Another key element of Beuys’ visual vocabulary was the expressive potential of the empty rectangular box: ‘Symbolically, the dark, empty box is an anti-space that embodies a spiritual shelter and safe haven, which, through its undefined emptiness, offers the opportunity to fill it with something new’ (I. Malz, ‘The Undefined Silence Between: Reflections on Silence, Invisible Phenomena, and Dust Images in the Work of Joseph Beuys’ in M. Ackermann (et. al.), Joseph Beuys: Parallel Processes, Munich, 2010, p. 369). Like the vitrines, plinths and pedestals that separate an artwork from its audience, the box of Unterwasserbuch, rusted on the outside, and smoothly galvanised within, frames its contents and choreographs how they are understood. The water within appears to distort the pages of the book, but also locates the book within a geological timescale, seemingly a preserved remnant of Beuys.
Shedding light on a photograph of a work directly referencing Duchamp, Beuys cleverly brings to the fore and evaluates the Dadaist’s artistic legacy. Whereas Duchamp collapsed the divide between mass production and high art, Beuys sought to demolish the gap between art and life altogether, a desire conveyed through his concept of ‘social sculpture’, or the potential of art to galvanise societal change.
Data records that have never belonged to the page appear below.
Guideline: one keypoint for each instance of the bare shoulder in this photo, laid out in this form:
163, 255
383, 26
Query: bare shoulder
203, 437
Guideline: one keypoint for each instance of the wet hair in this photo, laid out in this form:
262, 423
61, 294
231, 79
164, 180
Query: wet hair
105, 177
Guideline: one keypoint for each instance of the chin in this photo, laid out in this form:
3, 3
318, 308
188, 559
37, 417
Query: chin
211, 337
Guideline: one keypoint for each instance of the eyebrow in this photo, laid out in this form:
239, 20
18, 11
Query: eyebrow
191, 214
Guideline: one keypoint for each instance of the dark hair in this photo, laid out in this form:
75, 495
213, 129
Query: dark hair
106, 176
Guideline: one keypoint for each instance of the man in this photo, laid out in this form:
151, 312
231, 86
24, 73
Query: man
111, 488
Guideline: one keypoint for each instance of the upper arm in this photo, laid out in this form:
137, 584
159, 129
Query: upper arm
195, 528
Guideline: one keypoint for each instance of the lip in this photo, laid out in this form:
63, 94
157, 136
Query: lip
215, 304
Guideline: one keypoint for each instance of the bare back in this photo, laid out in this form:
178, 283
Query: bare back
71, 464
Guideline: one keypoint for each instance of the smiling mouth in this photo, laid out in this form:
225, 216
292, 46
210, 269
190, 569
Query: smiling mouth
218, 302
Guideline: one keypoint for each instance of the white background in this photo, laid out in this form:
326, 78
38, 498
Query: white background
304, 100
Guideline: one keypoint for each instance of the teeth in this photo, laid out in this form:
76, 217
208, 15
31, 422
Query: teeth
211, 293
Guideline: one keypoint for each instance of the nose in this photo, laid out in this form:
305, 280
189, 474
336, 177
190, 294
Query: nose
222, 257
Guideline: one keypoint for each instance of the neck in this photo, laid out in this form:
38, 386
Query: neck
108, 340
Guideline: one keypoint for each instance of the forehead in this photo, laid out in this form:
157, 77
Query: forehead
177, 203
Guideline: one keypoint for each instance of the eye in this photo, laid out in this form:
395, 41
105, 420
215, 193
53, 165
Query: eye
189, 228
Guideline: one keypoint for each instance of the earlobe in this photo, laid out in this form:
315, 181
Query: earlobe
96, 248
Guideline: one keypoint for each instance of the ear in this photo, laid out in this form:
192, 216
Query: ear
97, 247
As the artist explained, ‘I am interested in the dissemination of physical vehicles in the form of editions, because I am interested in the dissemination of ideas. … You see, the people who own such an object...will continually look to see what the man who produced the thing is doing now...It is like an antenna standing somewhere or other with which you stay connected’ (J. Beuys, quoted in B. Dodenhoff, ‘The Multiples’ in M. Ackermann, et. al., Joseph Beuys: Parallel Processes, Munich, 2010, p. 170).